Group spokesperson Liao Hsiu-chun (廖秀春) added that the group had learned that parts of the remaining four planned parks would also be used for further “multiple purposes,” which could include the establishment of a shopping center, a movie cultural park, a library and other buildings and threaten the few remaining green belts.
In addition, she said the city government is already planning to build a police station in the Wenzidi Wetland Park (塭仔底溼地公園), and residents are worried that the project could affect the rich ecosystem in the park and reduce the size of the local green belt.
According to the Urban Planning Act (都市計畫法), parks, sports facilities, green belts, public squares and children’s playgrounds should account for at least 10 percent of the total area of a development project.
“It is intolerable that the city government did not think to allocate a place to build the police station in an area that is estimated to attract 200,000 residents in the future and is now trying to use the park for construction, ” group member Chen Chien-yi (陳健一) said.
Referring to an incident in Yonghe District (永和), where plans to construct seven parks were gradually adjusted until finally only one was built, Chen urged Sinjhuang residents to voice their concern before it was too late.

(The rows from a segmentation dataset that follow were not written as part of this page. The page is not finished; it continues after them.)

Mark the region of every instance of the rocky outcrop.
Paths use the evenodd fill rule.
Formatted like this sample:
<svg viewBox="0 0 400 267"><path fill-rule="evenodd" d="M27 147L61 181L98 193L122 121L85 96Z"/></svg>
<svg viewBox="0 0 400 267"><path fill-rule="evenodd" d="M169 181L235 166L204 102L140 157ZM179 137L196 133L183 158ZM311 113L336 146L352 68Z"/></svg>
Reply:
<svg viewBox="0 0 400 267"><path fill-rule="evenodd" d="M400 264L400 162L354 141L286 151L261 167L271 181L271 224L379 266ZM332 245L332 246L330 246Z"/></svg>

The group urged the local government not to build the police station in the park, to protect the remaining four parks by prohibiting further construction and to maintain at least 10 percent of development projects as green belt zones.
The group also called on the Ministry of the Interior to amend the Regulations of Multi-use for Public Facilities Land in Urban Planning Area to forbid the multiple uses of green belt zones.